Ah, Fachkräftemangel!, wird ein entsprechend konditioniertes Hirn quittieren.

Und: Toll für´s Interim Management, denn Interim Manager müssen nun viele Lücken schließen…

Nun, trotz der Kritik der letzten Tage an meinen Äußerungen hier in meinem Blog, die leider nicht hier in meinem Blog sichtbar für alle erfolgt: Ich bin leider nicht so konditioniert, möchte es auch gar nicht sein - und prompt meldet mein wirres Hirn:

Ah, gleiche Leistung bei weniger Mitarbeitern gleich Effizienzsteigerung im Maschinenbau: Toll!

Aber wart Ihr nicht alle so unglaublich „lean“ schon vor drei Jahren?

Kann es sein, dass Ihr fortfahrt, immer mehr Arbeit immer weniger Mitarbeitern aufzubürden?

Kann es sein, dass genau das die bemerkenswerten Qualitätsprobleme erklärt, die ich bei Kunden vermehrt zu erkennen glaube?

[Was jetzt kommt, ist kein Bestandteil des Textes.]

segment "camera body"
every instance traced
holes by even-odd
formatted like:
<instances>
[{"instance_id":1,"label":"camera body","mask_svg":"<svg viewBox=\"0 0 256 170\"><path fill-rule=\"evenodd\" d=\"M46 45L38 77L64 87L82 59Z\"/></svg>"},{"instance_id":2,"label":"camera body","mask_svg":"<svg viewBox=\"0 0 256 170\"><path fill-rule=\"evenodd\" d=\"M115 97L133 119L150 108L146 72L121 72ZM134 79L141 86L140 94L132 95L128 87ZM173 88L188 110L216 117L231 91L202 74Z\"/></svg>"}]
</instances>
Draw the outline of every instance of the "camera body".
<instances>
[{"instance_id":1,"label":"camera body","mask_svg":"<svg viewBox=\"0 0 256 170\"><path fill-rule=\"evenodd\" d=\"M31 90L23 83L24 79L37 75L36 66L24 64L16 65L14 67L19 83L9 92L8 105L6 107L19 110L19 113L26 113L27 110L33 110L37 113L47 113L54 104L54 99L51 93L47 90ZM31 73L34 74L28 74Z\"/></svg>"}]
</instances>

Wohl nicht: Ich sehe das nur wieder falsch! Und dann sage ich das auch noch: Oh, welch ein Frevel!

Jedoch:

Ein Blogger ist halt nicht Everybody´s Darling!

Friday, July 15, 2011

DER AIMP-MINISTER DER FINSTERNIS HAT WIEDER ZUGESCHLAGEN

Foto ©: Windell Oskay – Titel: LeghoulSo überschrieb ein von mir sehr geschätzter Interim Manager seinen Tweet am vergangenen Freitag unmittelbar nach meinem Blogeintrag „Interim Provider - haltet den Ball flach“. Und fachte damit den Flächenbrand im Markt weiter an.

Oh, böser Becker!

Natürlich: Ich kultiviere mein Image als Minister der Finsternis, denn: Schönwetter-Dichter, Hosianna-Sänger, Schalmeien-Bläser und „Ach-ich-bin-halt-ein-positiver-Mensch“-Schwätzer gibt es wahrlich genug.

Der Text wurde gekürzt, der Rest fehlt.